London - Britain’s help in overthrowing Muammar Gaddafi will never be forgotten and British companies can expect to play an instrumental role in rebuilding Libya, a senior diplomat told British executives on Tuesday.
“I would like to thank the British people and their government for their invaluable support,” Mahmud Nacua, a long-time Libyan exile and now charge d’affaires at the country’s embassy in London, told a private meeting of businessmen arranged by the British government.
“I can assure you that British businesses have a role to play and hope you will work with us to build the future Libya,” Nacua told the meeting, attended by about 100 executives and closed to media other than Reuters.
However, Stephen Green, a former head of bank HSBC and now Britain’s trade and investment minister, warned delegates they should take nothing for granted in their dealings with Libyans.
“They are not naive, they expect it to be profitable to us, but they’re not going to do us any favours.
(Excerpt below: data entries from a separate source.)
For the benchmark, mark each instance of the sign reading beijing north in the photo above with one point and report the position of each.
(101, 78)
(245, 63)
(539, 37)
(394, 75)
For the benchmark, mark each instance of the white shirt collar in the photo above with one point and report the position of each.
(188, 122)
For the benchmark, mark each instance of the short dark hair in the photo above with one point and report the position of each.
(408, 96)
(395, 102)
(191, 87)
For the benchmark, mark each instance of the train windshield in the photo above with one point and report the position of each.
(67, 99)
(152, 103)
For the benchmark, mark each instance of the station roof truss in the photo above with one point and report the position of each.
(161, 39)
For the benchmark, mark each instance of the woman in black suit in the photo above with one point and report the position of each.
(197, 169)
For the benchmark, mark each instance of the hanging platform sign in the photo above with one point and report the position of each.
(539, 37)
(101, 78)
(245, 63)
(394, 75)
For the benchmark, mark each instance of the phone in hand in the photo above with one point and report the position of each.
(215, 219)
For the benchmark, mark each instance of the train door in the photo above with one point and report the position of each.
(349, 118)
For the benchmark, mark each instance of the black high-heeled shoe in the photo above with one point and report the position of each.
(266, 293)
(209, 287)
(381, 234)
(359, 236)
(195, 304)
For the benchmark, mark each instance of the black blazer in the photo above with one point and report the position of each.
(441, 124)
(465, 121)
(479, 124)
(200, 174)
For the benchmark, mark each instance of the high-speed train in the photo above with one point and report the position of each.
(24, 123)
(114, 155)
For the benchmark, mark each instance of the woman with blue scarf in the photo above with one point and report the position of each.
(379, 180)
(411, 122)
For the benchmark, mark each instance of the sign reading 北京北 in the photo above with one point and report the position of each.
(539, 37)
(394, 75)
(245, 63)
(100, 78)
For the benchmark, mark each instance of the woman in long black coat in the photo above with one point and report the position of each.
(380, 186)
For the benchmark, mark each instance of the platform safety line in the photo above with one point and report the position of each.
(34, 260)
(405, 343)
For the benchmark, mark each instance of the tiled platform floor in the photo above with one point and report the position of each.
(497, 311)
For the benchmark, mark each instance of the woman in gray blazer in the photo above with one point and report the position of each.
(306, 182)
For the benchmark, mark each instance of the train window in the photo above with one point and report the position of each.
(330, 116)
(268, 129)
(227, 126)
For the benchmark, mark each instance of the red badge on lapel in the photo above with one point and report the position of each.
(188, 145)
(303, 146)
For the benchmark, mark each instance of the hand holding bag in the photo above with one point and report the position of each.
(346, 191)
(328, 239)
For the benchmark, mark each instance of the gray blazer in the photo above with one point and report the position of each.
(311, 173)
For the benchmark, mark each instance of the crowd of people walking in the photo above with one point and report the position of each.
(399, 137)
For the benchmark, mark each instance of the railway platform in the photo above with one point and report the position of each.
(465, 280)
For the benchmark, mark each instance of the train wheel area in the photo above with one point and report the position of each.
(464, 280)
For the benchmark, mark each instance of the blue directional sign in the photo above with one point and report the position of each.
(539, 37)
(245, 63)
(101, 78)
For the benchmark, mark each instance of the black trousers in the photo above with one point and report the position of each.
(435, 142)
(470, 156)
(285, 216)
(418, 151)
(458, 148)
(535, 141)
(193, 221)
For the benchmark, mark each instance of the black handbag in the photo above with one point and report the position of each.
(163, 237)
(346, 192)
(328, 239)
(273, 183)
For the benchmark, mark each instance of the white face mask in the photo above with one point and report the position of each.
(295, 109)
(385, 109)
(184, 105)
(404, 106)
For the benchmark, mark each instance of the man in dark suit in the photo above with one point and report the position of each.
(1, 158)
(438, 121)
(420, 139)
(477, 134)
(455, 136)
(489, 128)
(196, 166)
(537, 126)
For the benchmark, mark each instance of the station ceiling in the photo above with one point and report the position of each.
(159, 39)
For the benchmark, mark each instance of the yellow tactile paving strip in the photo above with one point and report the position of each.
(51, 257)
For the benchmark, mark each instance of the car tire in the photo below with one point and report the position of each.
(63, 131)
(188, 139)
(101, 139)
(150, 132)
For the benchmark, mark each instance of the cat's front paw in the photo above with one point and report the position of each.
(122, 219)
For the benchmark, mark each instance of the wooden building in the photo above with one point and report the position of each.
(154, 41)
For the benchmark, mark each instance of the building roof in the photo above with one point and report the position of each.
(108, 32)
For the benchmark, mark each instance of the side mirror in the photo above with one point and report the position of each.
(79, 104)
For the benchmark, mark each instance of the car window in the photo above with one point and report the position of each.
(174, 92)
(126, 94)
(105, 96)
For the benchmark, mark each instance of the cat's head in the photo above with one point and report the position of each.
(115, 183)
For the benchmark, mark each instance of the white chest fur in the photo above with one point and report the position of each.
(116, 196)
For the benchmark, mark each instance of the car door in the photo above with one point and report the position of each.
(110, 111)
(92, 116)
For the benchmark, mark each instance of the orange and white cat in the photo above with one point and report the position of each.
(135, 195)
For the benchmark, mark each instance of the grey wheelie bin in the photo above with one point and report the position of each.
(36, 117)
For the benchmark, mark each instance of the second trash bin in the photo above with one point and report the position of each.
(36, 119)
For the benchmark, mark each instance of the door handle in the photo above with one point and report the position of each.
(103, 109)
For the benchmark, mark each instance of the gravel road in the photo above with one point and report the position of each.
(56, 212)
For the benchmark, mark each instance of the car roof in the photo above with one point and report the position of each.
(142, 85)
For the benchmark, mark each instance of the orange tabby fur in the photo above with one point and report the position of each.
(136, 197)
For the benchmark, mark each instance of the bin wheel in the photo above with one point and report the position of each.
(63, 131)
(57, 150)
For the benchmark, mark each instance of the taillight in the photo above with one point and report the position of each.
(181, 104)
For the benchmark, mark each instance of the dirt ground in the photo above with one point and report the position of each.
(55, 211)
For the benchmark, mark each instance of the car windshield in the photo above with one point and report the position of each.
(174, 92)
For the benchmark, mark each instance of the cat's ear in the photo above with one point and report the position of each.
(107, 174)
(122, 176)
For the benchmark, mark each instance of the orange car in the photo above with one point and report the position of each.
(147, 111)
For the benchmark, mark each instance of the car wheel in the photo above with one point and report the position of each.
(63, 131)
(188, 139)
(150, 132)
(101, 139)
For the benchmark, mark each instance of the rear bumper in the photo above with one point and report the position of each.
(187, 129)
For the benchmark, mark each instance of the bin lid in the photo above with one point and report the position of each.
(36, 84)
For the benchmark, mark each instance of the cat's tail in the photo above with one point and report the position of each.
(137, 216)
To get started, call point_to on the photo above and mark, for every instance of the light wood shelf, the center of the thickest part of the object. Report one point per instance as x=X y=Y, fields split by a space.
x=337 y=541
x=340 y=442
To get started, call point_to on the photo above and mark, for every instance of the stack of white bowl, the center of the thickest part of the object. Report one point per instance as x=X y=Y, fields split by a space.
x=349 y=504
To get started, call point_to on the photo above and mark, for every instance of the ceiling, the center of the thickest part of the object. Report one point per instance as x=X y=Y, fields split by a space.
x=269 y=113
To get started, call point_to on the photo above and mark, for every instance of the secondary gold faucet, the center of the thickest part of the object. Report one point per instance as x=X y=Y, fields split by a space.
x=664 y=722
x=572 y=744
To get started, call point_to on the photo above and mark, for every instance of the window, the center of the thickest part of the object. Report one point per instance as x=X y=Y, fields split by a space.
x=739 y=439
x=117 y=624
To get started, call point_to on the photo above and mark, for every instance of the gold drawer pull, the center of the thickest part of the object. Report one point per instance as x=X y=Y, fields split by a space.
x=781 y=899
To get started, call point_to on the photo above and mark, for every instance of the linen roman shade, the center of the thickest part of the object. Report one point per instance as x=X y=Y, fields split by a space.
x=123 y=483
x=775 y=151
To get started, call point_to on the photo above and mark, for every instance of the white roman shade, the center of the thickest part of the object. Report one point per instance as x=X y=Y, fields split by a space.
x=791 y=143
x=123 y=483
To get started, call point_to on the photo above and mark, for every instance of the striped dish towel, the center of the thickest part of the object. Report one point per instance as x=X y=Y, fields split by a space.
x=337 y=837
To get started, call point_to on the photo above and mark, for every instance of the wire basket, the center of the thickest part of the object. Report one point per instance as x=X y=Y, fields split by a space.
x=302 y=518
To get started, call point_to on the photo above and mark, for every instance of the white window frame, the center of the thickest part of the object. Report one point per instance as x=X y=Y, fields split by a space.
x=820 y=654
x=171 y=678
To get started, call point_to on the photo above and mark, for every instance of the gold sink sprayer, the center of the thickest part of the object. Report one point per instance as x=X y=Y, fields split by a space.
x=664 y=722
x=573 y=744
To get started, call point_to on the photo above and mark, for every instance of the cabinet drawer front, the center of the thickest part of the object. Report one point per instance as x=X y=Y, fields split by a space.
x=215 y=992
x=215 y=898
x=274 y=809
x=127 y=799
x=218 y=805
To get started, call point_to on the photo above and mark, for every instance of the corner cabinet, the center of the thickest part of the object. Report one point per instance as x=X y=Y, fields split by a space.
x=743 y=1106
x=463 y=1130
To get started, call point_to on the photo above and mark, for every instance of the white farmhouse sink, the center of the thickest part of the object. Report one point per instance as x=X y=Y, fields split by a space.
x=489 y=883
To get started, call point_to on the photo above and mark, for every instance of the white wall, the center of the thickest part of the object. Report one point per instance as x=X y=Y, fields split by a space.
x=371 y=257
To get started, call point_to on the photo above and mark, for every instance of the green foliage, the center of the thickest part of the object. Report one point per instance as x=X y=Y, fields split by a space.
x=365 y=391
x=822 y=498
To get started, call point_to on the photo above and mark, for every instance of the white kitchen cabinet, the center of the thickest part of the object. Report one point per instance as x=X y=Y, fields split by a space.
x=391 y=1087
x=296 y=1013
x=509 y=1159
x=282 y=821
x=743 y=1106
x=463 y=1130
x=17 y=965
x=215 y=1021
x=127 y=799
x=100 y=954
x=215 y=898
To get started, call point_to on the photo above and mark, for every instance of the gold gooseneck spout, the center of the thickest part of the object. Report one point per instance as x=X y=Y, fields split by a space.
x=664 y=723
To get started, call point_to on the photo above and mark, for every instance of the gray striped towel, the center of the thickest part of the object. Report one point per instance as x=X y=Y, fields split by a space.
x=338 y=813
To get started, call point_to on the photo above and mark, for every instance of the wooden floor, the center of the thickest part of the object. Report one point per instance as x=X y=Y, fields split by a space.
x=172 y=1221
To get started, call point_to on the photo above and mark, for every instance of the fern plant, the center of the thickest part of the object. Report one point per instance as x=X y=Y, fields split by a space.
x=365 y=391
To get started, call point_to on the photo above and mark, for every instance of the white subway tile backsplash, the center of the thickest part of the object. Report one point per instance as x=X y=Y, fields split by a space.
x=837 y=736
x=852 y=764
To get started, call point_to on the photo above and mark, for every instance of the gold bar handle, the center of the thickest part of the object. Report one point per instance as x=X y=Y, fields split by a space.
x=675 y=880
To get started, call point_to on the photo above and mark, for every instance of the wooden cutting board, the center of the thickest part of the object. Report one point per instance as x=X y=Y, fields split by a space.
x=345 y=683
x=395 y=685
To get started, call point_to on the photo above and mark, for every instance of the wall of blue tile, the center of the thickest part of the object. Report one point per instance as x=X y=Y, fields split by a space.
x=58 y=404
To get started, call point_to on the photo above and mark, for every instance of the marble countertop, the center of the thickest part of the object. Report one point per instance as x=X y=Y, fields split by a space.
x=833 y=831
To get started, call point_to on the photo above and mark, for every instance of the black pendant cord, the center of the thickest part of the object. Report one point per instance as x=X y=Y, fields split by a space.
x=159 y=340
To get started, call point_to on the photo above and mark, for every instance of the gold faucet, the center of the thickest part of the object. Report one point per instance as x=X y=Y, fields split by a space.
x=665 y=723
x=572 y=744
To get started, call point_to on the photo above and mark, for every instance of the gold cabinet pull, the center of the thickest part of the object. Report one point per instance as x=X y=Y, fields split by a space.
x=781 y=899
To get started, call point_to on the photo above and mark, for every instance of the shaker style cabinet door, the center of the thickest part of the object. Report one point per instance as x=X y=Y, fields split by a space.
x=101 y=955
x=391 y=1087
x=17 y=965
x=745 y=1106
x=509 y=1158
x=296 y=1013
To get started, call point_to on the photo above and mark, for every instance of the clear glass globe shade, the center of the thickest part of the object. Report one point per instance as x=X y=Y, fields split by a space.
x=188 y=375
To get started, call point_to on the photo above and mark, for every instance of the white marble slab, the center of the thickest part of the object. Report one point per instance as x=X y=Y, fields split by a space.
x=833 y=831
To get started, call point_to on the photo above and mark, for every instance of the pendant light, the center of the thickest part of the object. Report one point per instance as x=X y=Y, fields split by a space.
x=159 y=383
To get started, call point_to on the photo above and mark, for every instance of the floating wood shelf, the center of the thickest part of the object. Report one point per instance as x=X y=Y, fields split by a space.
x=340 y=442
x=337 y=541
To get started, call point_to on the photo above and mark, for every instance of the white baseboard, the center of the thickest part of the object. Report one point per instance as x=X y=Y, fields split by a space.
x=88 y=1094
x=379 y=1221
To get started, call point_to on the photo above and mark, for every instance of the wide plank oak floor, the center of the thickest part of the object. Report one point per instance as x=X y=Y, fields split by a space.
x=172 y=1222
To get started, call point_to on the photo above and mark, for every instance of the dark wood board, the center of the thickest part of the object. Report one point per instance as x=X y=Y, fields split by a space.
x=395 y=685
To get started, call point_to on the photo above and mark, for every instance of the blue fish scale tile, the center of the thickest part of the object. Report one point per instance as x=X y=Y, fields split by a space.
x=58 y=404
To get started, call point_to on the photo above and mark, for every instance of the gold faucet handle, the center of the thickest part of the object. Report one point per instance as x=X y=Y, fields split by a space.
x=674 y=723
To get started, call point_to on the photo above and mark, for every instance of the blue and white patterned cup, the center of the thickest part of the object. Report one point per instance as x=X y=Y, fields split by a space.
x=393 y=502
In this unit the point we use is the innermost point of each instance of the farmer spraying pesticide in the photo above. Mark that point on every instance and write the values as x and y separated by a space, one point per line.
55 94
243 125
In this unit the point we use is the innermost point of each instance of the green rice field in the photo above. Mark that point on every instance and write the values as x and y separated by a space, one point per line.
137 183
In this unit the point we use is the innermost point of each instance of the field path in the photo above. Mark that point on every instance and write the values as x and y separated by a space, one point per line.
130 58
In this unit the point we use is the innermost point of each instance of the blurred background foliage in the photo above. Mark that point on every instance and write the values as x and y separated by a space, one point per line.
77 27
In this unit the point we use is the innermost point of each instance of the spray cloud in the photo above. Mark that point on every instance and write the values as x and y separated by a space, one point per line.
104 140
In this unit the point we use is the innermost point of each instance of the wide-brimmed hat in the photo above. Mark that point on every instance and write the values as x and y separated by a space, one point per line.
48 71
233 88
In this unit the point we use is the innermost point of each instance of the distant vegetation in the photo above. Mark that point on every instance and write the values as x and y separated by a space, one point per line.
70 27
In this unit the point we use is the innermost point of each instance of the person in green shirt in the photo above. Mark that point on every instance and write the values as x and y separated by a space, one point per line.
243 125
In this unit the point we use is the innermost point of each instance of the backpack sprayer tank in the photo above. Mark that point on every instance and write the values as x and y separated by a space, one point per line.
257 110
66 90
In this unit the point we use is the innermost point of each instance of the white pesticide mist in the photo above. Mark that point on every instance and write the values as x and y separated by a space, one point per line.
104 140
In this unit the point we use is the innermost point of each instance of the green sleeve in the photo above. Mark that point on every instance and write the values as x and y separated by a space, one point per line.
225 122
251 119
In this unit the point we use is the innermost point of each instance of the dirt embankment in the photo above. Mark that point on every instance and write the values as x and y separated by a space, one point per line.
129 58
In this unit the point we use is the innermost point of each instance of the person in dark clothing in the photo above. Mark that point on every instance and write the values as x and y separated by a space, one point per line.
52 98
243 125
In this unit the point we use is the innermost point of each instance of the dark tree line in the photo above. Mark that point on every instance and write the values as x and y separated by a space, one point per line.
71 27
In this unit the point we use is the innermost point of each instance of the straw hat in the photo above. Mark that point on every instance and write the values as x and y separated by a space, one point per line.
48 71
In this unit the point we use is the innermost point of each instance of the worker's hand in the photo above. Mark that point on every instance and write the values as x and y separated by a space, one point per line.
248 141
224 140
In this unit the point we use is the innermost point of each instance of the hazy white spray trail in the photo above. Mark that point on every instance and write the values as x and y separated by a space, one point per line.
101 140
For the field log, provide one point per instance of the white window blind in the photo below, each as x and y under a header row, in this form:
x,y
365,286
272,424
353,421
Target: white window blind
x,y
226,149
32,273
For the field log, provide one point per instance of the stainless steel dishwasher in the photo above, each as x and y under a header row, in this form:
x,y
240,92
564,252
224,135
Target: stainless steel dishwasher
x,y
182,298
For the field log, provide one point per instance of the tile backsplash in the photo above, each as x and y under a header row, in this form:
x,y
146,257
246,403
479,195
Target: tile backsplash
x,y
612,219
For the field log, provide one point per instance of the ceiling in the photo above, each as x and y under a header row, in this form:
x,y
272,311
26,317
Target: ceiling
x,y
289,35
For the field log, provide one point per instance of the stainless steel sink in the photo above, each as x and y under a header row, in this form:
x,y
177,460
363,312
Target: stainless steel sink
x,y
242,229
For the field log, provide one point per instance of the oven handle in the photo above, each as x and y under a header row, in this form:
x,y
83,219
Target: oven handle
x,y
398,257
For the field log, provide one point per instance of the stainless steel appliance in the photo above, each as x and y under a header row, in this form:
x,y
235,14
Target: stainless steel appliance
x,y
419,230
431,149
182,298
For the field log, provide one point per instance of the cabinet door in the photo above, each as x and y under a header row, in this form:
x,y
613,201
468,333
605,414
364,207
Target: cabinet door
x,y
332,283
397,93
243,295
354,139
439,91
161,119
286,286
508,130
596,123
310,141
It will be competitive,” Green told delegates.
British and French companies are hoping the support their governments showed for anti-Gaddafi forces will give them a head start in Libya, where high quality oil reserves and damage to infrastructure mean lucrative contracts could be up for grabs.
Firms have not been resting on their laurels, however, with executives telling Reuters - invariably on condition of anonymity - they had representatives on the ground in Libya weeks ago when fighting was still fierce.
Green said his office, UK Trade and Investment, had two staff operating in Libya and planned to bolster that to 10 in the coming weeks and months.
“They (Libyans) are determined that this will be the turning of the page into a completely new era... It would be ridiculous of us not to rise to this opportunity,” Green said.